Yemek yapımında kullanılan tereyağı ve kışlık olarak kullanılacak peynir; yağcılar çarşısından tahtadan yapılmış, geniş kapaklı, yuvarlak yağ külekleri içinde 20-30 kilogramdan az olmayacak şekilde satın alınarak eve getirilirdi. Ev hanımları, bu yağı miktarına göre teşt veya tencerelere boşaltır; bunları, ateş üzerinde eritirler. Eritme işlemi yağ kaynayıncaya kadar yapılır.
Bu arada yağın üzerinde biriken köpükler alınır. Ateş kapatılır. Yağın ılıklaşması beklenirken yağın yerinden oynatılmamasına dikkat edilir. Tel eleğin içine tülbent serilir. Elek, yağın saklanacağı kabın üzerine yerleştirilir.
Saplı tasla, erimiş yağ alınıp elekten süzülerek saklama kabına doldurulur. Yağ eleği; 25-30 cm çapında, süt ve çay süzgecinden daha ince gözenekli olan bir elektir.
Yağı saklama kabı, bulunduğu yerden kaldırılmadan yağın donması beklenir. Dolduktan sonra serin bir yerde ağzı kapalı olarak saklanır. Kış boyunca kullanılır.
Bu yağ, tuzlu yemeklik yağ olarak satıldığından, eritme işleminde gerekirse yağa tuz atılır. Gelelim yağı erittiğimiz kabın dibindeki tortuya; bu kap, tekrar ateşe konur; kabın içindeki tortu eriyince, kalan tortunun miktarına göre (miktarın 1/3’ü kadar un) un ilave edilerek helva gibi kavrulur. Un, sütlü kahverengi rengine dönüşünce karışım, ateşten alınır. Kapaklı kaplarda soğutulur. Buna kef denir. Kef, yiyecekleri kıvamlaştırmak ve onlara lezzet vermek amacı ile kullanıldığı gibi, eritilerek kahvaltıda ekmek ile yenir.

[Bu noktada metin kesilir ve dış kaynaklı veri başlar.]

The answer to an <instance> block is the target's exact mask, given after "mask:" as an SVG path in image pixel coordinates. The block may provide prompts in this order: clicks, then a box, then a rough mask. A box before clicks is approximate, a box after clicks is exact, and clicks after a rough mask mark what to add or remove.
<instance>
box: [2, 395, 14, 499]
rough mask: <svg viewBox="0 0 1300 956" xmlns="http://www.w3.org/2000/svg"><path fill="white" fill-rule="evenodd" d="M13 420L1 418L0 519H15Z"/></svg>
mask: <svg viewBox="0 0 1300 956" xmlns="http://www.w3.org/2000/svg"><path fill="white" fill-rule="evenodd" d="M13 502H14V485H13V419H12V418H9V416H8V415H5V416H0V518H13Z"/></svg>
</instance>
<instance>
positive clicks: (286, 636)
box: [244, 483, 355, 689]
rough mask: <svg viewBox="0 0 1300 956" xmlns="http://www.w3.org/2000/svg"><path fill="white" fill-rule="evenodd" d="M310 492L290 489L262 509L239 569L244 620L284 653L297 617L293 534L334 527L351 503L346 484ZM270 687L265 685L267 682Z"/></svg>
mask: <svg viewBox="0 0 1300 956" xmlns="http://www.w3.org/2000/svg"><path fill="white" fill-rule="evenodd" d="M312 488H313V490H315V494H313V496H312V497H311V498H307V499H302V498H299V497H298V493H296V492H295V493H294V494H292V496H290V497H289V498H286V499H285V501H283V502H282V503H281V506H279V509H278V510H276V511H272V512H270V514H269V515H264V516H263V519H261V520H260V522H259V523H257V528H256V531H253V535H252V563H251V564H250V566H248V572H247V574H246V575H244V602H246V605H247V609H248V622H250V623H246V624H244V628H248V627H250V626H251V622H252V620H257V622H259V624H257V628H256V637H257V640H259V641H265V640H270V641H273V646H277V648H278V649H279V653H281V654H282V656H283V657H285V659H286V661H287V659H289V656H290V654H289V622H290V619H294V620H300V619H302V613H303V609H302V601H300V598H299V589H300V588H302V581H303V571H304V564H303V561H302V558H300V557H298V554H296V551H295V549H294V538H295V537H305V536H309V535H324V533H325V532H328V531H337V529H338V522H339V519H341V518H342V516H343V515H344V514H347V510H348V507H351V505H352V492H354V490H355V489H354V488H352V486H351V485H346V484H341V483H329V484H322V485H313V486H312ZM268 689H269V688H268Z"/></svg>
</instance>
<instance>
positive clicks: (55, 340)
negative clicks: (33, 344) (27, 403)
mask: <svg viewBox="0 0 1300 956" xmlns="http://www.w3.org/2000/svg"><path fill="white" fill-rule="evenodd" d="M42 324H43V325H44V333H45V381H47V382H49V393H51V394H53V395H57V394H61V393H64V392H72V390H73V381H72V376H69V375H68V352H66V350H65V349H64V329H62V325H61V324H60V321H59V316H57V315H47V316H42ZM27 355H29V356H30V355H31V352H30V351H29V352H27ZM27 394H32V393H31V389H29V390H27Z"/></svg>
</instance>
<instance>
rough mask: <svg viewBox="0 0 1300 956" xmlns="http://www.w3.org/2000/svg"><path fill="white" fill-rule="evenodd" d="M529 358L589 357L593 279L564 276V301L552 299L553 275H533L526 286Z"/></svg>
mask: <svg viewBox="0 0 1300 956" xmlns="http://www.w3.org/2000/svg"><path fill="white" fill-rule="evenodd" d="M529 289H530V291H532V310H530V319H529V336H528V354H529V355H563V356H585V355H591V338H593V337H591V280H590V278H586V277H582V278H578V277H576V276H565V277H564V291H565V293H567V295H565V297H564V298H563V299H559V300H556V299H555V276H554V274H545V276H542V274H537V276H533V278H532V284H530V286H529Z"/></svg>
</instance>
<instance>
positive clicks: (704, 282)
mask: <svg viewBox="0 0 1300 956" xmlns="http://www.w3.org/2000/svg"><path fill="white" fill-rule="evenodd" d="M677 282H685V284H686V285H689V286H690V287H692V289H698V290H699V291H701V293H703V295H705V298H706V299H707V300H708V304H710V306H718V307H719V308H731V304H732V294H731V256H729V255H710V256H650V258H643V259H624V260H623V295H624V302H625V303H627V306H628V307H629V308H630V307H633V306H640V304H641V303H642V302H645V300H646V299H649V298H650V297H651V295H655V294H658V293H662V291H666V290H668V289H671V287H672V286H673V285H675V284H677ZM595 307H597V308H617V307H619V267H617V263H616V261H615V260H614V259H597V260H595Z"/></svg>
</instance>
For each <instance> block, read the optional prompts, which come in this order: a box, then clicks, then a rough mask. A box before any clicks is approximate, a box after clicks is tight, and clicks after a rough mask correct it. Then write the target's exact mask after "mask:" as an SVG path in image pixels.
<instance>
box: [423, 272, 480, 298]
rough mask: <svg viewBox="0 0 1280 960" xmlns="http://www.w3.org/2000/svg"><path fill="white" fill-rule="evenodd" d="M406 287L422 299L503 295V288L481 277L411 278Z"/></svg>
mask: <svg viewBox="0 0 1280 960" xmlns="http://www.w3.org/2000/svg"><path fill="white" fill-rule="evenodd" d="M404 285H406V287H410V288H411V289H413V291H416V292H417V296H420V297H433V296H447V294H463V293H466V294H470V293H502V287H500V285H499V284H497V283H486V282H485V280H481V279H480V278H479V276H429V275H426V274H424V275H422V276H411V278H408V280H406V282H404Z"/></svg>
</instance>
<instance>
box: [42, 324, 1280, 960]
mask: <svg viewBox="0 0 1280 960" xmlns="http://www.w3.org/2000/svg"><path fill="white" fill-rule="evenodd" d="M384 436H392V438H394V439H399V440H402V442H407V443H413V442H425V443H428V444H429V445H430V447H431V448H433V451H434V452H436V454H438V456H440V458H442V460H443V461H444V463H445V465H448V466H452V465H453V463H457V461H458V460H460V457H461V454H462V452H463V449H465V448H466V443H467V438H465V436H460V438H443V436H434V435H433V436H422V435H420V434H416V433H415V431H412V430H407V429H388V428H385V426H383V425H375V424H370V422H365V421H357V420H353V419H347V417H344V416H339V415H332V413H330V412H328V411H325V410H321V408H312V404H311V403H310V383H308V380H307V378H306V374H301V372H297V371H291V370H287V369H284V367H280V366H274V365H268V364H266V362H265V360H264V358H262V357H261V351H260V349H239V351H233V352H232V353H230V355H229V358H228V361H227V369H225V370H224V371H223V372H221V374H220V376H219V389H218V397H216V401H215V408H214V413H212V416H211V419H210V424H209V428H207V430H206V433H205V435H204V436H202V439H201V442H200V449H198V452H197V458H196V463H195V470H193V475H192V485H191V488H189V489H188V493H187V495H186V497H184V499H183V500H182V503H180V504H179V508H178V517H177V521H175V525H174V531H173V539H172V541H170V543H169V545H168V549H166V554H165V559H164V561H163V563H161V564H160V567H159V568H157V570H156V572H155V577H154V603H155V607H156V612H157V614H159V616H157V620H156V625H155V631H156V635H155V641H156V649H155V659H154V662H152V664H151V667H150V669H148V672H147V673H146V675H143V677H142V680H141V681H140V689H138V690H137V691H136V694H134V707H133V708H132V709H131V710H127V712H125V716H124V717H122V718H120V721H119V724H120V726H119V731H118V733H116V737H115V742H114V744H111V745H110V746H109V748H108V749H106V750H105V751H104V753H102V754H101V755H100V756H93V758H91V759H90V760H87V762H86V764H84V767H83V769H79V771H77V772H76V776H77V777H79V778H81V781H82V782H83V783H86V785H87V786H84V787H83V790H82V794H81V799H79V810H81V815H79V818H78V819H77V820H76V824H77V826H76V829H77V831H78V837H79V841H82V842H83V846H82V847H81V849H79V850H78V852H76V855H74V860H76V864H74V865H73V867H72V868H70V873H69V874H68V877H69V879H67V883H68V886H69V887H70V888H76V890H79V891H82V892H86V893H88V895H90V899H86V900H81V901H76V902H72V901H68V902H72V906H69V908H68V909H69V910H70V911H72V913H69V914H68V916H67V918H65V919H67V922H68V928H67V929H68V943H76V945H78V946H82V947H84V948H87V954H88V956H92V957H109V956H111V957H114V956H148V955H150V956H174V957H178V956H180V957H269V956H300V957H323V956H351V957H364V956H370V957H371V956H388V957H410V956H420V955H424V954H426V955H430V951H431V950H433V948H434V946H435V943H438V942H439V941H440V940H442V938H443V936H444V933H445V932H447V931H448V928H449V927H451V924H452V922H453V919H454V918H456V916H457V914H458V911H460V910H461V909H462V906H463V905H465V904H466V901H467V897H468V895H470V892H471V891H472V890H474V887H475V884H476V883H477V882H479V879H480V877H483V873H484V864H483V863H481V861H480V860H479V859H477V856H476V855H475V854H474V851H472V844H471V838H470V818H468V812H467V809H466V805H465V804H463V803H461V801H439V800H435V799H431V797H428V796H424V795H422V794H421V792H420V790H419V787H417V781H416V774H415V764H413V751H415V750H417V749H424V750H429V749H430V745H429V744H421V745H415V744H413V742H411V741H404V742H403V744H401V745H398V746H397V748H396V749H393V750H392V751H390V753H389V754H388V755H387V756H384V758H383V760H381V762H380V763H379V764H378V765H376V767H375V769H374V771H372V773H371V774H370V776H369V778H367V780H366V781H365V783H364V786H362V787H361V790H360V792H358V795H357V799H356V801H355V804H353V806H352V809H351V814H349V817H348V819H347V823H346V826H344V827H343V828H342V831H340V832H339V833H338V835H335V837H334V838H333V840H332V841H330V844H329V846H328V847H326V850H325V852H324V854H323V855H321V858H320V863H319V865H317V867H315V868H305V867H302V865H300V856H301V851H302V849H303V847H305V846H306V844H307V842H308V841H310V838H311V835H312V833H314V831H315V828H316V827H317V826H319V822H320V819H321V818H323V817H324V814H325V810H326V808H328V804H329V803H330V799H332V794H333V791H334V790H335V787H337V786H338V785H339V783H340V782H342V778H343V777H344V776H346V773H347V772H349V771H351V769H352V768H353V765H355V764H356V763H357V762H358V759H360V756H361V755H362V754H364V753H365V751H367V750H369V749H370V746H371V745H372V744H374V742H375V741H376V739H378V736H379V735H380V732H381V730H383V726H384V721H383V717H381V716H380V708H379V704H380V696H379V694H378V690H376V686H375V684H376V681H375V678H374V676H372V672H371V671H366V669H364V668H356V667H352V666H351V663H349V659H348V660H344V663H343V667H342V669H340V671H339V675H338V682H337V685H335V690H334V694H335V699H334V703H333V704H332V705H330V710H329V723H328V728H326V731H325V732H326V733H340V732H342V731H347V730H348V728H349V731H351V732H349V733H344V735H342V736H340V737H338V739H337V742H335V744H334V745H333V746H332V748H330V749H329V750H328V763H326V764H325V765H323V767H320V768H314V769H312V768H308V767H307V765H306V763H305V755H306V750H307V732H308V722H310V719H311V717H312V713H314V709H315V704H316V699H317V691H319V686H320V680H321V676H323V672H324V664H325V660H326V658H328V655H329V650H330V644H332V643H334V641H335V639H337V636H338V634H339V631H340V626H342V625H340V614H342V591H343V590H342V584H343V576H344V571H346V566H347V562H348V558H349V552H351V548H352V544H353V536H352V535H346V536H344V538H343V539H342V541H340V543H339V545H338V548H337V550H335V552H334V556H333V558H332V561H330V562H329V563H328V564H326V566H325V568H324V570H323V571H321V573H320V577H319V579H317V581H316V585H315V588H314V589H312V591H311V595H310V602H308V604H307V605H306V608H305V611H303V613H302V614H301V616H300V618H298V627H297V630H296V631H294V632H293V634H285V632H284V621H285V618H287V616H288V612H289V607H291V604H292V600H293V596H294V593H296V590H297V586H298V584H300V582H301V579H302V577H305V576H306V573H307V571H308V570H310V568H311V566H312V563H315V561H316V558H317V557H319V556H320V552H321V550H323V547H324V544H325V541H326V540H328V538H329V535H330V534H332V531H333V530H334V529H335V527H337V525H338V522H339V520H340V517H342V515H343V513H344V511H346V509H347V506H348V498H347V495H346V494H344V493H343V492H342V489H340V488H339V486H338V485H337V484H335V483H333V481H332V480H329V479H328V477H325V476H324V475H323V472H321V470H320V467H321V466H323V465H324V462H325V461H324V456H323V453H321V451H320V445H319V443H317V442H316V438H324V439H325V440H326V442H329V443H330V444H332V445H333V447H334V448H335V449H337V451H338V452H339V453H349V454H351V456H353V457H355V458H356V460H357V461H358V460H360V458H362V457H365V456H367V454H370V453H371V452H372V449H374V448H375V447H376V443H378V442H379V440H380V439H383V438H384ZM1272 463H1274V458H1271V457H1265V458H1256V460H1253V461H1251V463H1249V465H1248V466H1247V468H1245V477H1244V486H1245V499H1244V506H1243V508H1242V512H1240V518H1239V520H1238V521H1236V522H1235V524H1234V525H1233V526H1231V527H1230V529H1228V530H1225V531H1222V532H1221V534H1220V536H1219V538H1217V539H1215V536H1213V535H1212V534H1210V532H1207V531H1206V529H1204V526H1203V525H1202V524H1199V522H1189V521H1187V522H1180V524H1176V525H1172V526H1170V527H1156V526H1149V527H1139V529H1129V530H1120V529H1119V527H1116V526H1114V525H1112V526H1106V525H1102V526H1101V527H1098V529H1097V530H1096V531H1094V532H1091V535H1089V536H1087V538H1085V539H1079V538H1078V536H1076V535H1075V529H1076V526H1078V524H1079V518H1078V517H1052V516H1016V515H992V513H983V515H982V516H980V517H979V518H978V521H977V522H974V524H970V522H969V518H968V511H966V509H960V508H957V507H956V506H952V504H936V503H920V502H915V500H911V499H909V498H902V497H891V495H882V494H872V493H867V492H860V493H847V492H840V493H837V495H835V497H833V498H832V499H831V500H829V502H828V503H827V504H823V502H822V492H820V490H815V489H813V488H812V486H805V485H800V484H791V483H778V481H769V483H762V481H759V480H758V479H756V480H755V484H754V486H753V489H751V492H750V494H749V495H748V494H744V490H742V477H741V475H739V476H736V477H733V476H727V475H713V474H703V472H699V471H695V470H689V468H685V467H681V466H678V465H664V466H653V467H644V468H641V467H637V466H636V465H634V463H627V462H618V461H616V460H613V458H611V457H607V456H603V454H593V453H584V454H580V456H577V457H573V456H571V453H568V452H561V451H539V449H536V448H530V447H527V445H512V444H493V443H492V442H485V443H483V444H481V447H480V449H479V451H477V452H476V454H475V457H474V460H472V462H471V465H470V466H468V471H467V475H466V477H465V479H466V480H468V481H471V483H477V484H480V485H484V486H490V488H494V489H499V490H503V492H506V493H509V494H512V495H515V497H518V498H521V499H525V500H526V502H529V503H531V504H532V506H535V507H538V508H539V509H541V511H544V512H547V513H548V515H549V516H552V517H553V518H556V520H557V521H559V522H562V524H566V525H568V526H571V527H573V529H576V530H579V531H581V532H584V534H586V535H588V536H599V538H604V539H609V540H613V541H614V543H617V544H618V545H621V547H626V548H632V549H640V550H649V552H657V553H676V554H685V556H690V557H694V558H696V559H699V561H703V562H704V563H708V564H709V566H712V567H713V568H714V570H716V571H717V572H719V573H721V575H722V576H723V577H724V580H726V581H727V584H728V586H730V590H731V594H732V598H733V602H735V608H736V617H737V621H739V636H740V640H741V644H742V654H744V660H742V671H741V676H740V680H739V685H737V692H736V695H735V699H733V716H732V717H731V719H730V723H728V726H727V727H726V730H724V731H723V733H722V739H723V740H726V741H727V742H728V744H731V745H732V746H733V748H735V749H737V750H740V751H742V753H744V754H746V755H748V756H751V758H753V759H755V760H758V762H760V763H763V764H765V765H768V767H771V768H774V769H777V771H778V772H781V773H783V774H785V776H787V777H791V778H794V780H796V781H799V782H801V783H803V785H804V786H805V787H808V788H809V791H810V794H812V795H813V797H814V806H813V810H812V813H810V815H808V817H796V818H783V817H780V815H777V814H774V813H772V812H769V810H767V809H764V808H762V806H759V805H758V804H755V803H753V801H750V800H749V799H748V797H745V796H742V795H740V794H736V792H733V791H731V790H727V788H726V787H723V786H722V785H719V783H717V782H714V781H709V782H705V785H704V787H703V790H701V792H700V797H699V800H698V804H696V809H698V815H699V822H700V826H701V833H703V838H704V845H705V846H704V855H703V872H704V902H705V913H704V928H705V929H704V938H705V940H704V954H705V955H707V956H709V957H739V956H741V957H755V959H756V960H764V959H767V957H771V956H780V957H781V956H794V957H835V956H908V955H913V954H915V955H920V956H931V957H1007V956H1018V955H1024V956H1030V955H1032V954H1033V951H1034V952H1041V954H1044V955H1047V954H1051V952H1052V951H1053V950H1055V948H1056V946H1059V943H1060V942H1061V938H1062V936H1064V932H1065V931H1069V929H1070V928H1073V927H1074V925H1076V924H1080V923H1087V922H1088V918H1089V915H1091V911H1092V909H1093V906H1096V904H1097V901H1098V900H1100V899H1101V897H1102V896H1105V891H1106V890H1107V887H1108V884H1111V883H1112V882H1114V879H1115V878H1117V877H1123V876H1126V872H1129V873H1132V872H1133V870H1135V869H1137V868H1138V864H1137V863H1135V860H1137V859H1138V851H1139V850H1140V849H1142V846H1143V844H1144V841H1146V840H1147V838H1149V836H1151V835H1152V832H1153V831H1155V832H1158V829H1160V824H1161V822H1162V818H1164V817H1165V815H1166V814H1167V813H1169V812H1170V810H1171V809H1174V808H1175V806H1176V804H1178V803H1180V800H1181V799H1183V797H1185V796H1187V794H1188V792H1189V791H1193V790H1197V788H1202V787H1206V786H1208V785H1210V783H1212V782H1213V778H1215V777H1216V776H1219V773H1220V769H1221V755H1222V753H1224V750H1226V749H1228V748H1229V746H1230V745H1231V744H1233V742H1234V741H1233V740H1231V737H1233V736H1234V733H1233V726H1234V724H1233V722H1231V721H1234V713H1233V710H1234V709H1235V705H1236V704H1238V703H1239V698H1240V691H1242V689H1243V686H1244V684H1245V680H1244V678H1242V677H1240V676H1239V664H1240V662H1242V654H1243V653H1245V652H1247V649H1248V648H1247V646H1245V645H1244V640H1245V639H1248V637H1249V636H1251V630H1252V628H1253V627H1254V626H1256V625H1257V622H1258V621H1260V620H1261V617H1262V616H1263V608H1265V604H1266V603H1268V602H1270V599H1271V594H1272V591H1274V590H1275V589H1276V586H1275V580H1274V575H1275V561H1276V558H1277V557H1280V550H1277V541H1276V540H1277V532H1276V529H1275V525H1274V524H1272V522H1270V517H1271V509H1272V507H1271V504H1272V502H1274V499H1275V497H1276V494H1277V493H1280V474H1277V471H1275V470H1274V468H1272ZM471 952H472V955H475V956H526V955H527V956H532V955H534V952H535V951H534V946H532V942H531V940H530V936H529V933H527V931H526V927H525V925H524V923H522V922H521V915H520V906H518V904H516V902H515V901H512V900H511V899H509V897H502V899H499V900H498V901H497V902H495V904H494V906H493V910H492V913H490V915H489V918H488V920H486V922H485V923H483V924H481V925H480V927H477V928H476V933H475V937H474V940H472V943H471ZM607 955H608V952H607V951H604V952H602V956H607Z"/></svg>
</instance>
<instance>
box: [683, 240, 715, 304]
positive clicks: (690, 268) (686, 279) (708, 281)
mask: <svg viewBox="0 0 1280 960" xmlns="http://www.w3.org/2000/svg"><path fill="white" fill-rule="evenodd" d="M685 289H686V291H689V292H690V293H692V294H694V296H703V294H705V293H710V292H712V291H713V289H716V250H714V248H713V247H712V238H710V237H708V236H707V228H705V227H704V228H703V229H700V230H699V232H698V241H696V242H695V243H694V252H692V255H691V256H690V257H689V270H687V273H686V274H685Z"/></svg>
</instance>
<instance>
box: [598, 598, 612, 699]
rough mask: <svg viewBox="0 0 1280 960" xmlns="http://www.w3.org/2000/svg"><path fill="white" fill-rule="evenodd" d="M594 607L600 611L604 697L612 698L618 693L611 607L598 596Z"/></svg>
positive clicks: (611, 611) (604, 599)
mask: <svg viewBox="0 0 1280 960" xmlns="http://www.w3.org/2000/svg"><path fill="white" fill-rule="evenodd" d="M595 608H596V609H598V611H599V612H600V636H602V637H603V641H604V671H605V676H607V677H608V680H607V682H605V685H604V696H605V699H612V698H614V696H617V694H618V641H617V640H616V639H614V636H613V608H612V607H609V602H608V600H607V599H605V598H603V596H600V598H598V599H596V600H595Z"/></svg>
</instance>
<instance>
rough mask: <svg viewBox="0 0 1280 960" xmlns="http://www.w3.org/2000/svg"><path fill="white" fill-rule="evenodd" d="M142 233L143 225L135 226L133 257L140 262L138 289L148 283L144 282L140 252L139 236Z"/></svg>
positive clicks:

Tereyağını saklamanın ikinci yolu, çok soğuk suyun altında tereyağını yıkayarak saklanacağı kaba basma şeklindedir.
Günümüzde ise her an bulma imkânı olduğu için alınan miktar, 3-5 kilogramı geçmez ve buzdolabında herhangi bir işleme tabi tutulmaz.